The border between Tajikistan and Afghanistan runs for approximately 810 miles, which is primarily characterized by difficult and dangerous terrain. Part of this border is made up of the Amu Darya River, which runs for a total of 1,653 miles. The Panj River is one of the tributaries to the Amu Darya and also makes up a portion of the border between Tajikistan and Afghanistan. These countries have several access points between them, the most well-known being the Tajikistan-Afghanistan Friendship Bridge, which crosses the Panj River and runs for a length of 2,205 feet. The US Army Corp of Engineers provided funding for its construction, which was finished in 2007. Both governments are concerned about their border, which has become one of the most active drug crossing areas in Central Asia.

Pakistan-Afghanistan Border

The longest border in Afghanistan, located to its southeast, is shared with Pakistan. Known as the Durand Line, this border has a length of 1,510 miles. An official agreement between the diplomat of the British Raj (which today is known as Pakistan, India, and Bangladesh) and the monarch of Afghanistan was made in November 1893. The two governments officially marked the borderline in 1894 in an effort to promote a peaceful relationship and improve the ease of trade. The Durand Line is often credited with designating Afghanistan as a type of border zone between Russian controlled areas and British controlled areas. Its position effectively separates the Pashtun tribal lands between Afghanistan and Pakistan. Today, the border is often recognized as one of the most dangerous in the world. In 2017, the government of Afghanistan reiterated its refusal to accept the Durand Line as the official border between the two countries.

China-Afghanistan Border

The shortest border in Afghanistan, located in the northeast, is shared with China.

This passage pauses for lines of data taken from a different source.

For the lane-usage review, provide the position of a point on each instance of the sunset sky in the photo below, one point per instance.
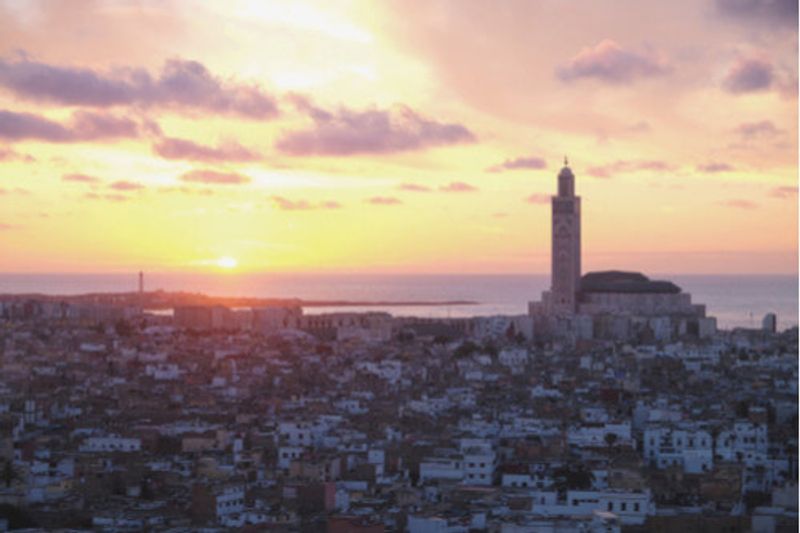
(413, 136)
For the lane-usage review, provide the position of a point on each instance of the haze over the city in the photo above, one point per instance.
(396, 136)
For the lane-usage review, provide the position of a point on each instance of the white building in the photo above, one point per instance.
(110, 444)
(745, 442)
(691, 449)
(632, 508)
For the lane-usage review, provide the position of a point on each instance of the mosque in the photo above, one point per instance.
(609, 305)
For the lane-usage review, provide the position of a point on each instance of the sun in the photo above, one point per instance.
(227, 262)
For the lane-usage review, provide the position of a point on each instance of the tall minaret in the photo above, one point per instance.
(566, 251)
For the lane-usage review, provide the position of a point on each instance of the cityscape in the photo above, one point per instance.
(411, 376)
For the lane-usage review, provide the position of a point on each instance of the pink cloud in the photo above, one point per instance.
(111, 197)
(80, 178)
(212, 176)
(739, 204)
(609, 62)
(760, 129)
(126, 186)
(533, 163)
(712, 168)
(784, 192)
(181, 84)
(538, 198)
(285, 204)
(749, 75)
(457, 186)
(84, 126)
(384, 200)
(606, 171)
(171, 148)
(414, 187)
(347, 132)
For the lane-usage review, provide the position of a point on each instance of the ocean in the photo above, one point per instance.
(736, 300)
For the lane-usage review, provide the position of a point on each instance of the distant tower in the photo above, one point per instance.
(566, 247)
(770, 323)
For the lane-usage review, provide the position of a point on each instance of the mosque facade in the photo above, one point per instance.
(609, 305)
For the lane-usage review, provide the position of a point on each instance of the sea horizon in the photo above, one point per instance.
(736, 300)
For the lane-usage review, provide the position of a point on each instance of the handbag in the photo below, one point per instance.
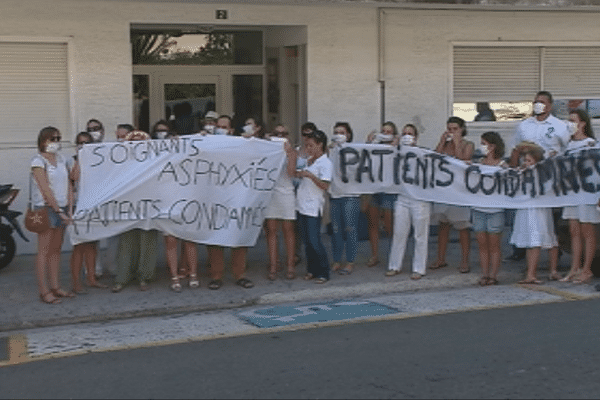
(36, 221)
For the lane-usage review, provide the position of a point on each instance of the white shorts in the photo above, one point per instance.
(457, 216)
(282, 206)
(586, 213)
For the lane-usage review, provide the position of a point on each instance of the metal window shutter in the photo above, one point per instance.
(572, 72)
(495, 73)
(34, 89)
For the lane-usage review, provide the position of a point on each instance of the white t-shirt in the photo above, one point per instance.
(551, 134)
(58, 176)
(310, 198)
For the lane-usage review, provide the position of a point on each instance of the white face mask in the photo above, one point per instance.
(383, 138)
(539, 108)
(96, 135)
(339, 138)
(53, 147)
(408, 140)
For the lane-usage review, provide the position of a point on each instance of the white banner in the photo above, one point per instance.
(430, 176)
(206, 189)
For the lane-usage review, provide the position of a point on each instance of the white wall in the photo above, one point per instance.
(341, 53)
(418, 54)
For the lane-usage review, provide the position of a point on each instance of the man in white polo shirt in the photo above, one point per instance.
(542, 128)
(547, 131)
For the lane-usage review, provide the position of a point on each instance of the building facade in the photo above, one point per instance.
(63, 62)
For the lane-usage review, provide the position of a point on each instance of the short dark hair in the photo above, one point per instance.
(460, 122)
(584, 117)
(127, 127)
(495, 139)
(320, 138)
(545, 93)
(308, 125)
(45, 135)
(346, 126)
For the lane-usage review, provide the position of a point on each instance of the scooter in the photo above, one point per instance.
(7, 243)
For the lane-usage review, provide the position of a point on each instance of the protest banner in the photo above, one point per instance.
(426, 175)
(205, 189)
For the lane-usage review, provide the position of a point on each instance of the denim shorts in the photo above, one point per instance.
(55, 219)
(488, 222)
(384, 200)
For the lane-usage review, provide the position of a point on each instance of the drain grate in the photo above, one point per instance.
(314, 312)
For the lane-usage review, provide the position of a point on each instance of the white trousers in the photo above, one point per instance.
(409, 212)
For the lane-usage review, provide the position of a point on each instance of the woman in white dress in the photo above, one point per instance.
(582, 217)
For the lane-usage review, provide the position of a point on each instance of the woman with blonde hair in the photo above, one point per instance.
(51, 189)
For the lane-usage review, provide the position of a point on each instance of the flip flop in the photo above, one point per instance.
(530, 282)
(245, 283)
(438, 266)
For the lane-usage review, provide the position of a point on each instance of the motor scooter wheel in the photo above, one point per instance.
(7, 249)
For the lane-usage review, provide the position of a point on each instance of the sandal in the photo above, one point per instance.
(215, 284)
(373, 261)
(492, 281)
(438, 266)
(117, 288)
(52, 300)
(61, 293)
(175, 284)
(194, 281)
(347, 270)
(245, 283)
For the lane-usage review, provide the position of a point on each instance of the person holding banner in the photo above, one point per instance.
(137, 248)
(52, 190)
(279, 209)
(534, 227)
(380, 203)
(216, 254)
(418, 213)
(310, 198)
(582, 217)
(488, 222)
(452, 143)
(344, 213)
(82, 252)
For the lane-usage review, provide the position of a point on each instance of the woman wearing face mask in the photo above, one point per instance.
(344, 213)
(452, 143)
(418, 213)
(52, 189)
(82, 252)
(96, 129)
(160, 130)
(582, 217)
(253, 127)
(488, 222)
(279, 209)
(380, 204)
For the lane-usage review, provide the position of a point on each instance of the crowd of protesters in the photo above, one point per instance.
(305, 182)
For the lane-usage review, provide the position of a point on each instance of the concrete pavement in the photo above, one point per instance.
(20, 307)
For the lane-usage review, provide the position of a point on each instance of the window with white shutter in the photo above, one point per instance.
(34, 90)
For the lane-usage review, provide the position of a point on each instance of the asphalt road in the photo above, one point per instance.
(541, 351)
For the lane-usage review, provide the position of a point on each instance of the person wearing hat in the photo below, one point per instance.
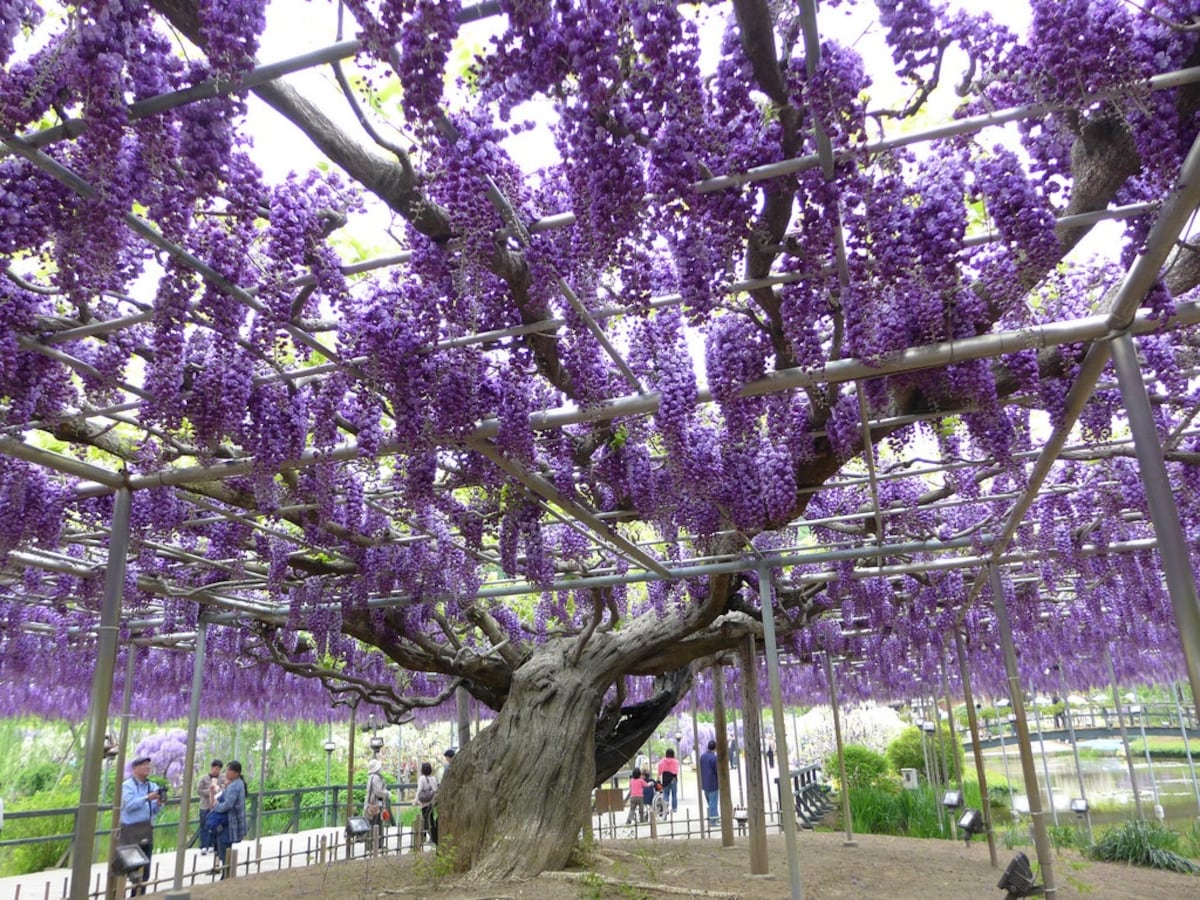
(377, 796)
(207, 789)
(232, 801)
(142, 801)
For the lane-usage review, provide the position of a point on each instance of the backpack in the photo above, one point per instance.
(216, 822)
(426, 793)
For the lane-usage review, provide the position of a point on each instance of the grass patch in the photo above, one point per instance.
(439, 864)
(1143, 844)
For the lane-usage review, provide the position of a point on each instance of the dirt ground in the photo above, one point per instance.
(880, 867)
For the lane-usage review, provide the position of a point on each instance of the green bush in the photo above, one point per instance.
(1143, 844)
(37, 779)
(907, 750)
(43, 855)
(864, 768)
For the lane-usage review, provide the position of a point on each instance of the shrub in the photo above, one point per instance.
(864, 768)
(907, 750)
(45, 855)
(1143, 844)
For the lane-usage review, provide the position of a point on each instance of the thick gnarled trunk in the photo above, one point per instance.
(515, 798)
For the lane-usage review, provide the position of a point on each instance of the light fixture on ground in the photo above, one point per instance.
(971, 823)
(357, 828)
(1018, 879)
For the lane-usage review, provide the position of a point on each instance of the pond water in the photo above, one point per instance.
(1105, 783)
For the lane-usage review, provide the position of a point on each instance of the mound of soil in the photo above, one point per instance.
(879, 867)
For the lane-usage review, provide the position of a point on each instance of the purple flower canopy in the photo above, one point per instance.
(736, 313)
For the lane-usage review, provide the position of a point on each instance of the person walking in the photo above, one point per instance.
(142, 801)
(376, 797)
(669, 774)
(709, 781)
(426, 796)
(232, 801)
(211, 783)
(636, 798)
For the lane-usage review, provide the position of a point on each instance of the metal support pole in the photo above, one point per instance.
(131, 654)
(841, 755)
(462, 712)
(787, 808)
(1150, 766)
(976, 749)
(1074, 749)
(329, 771)
(1045, 763)
(1187, 748)
(1041, 837)
(1125, 735)
(349, 767)
(108, 637)
(751, 721)
(949, 719)
(935, 774)
(723, 756)
(705, 827)
(1173, 545)
(193, 718)
(262, 785)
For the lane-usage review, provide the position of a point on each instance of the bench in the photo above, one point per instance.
(1018, 879)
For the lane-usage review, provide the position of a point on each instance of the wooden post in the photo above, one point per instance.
(753, 721)
(723, 756)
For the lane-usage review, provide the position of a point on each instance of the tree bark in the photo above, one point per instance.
(515, 798)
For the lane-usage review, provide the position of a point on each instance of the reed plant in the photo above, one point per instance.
(1143, 844)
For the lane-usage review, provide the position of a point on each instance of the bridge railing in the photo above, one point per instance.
(283, 811)
(1158, 715)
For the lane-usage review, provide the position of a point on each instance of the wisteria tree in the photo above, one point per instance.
(498, 457)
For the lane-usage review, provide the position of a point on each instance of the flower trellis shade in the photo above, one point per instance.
(735, 307)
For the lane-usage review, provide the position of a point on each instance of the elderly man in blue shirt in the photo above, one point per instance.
(142, 801)
(231, 801)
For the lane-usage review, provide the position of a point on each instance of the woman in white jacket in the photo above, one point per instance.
(426, 796)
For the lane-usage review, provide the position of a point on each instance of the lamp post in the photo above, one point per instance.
(329, 761)
(1008, 778)
(376, 741)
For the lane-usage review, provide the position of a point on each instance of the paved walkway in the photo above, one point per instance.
(287, 851)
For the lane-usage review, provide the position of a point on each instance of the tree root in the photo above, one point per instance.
(593, 877)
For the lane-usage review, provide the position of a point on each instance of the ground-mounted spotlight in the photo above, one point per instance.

The border is located at the tip of the Wakhan Corridor, which is also known as the Afghan Panhandle, and is a piece of land that juts out from Afghanistan between Pakistan and Tajikistan, creating a 220-mile long boundary between the two countries. Its width ranges from 40 miles at its widest to 8 miles at its narrowest. The tip of the panhandle formation borders the China's Xinjiang province for a distance of 47 miles. During the 1800s, the area was treated as a buffer zone between the China's Qing dynasty, Russian forces, and British forces. China and Afghanistan do not share road access. The only mountain pass between these two countries is known as Wakhjir Pass, which was used during the Silk Trade. The government of China has decided to keep this border closed, citing civil and political instability in the Xinjiang province. Interestingly, crossing the border represents the largest time difference on land in the world, as China is 3.5 hours ahead of the time in Afghanistan.

Iran-Afghanistan Border

The border between Iran and Afghanistan is located in the western and southwestern regions of the latter country. The border is characterized by the desert and plateau environments, which seamlessly blend between the two countries. The northern section of the border is marked by the Heray River, which is also known as the Hari River. Since the region experiences an arid climate, the river often has varying levels of water. In fact, rainfall in 2010 was so scarce that the river actually experienced a dry spell. The southern section of the border, near the city of Zabol in Iran, is marked by the Helmand River, which is also known as the Helmund or Hirmand River. This river is important in Afghanistan, as it holds the distinction of being the longest in the country. Iran and Afghanistan have experienced significant political turmoil, particularly around the border region, which has led to violence in this region.